DI JOSEPH E. STIGLITZ
Al Jazeera
Solo pochi anni fa
una potente ideologia, il credo nei mercati liberi e senza regole, portò
il mondo a un passo dalla rovina. Anche al suo apice, dai primi anni
’80 fino al 2007, il capitalismo regolato sul modello statunitense ha veicolato un gran benessere materiale solo ai più ricchi delle nazioni più ricche del mondo.
In effetti, nel corso dell’ascendente trentennale di questa ideologia, la gran parte degli
Americani ha visto i propri introiti calare o stagnare anno dopo anno.Inoltre, la crescita
produttiva negli Stati Uniti non era economicamente sostenibile.

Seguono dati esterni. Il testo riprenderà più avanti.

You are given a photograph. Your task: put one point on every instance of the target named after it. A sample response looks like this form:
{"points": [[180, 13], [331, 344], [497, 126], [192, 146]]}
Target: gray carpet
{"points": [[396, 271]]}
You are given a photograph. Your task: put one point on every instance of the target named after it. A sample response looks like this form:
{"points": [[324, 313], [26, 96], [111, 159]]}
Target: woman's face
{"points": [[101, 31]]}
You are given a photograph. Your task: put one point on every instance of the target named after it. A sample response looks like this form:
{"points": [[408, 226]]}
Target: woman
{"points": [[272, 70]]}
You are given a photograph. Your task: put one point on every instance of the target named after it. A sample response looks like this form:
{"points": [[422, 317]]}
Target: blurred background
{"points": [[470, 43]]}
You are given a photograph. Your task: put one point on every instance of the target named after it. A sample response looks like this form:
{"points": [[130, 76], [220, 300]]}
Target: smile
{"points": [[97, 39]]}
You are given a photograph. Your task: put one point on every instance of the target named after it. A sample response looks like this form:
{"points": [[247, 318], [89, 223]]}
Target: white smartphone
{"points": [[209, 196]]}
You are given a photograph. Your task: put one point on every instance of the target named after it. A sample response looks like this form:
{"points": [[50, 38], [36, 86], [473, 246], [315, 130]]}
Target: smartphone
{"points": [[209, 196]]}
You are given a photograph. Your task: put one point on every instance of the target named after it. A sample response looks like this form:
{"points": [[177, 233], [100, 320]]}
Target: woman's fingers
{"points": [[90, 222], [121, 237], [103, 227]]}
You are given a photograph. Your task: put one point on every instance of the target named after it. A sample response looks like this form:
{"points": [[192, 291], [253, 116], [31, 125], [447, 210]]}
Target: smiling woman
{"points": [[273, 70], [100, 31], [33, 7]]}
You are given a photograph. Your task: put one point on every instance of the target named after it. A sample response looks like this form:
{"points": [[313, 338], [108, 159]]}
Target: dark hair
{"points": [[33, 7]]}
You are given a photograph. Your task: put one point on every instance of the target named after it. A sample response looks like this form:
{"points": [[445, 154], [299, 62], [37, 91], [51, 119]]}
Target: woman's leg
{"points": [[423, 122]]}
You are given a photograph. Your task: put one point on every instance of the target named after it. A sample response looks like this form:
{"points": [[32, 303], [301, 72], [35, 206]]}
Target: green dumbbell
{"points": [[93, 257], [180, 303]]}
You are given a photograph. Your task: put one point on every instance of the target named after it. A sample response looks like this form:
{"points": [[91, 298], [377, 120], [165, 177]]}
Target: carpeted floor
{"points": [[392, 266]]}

Con
tanto reddito nazionale nelle mani di così poche persone, la crescita
poteva continuare solo grazie al consumo finanziato da una sfilza sempre
maggiore di debiti.
Ero tra le persone
piene della speranza che, in qualche modo, la crisi finanziaria avrebbe
dato agli americani (e ad altri) una lezione sulla necessità di
una maggiore uguaglianza, una regolamentazione più forte e un
miglior bilanciamento tra il mercato e il governo.
Purtroppo, non è
andata così.
Al contrario, il risorgere
dell’economia di destra – pilotata, come sempre, dall’ideologia
e dagli interessi individuali -, ha minacciato ancora una volta l’economia
globale, o almeno le economie dell’Europa e dell’America, dove queste
idee hanno continuato a prosperare.
Negli Stati Uniti questa
rinascita delle destre, i cui seguaci evidentemente cercano di abrogare
le leggi fondamentali della matematica e dell’economia, sta minacciando
di costringere il governo a fare un default sul debito pubblico.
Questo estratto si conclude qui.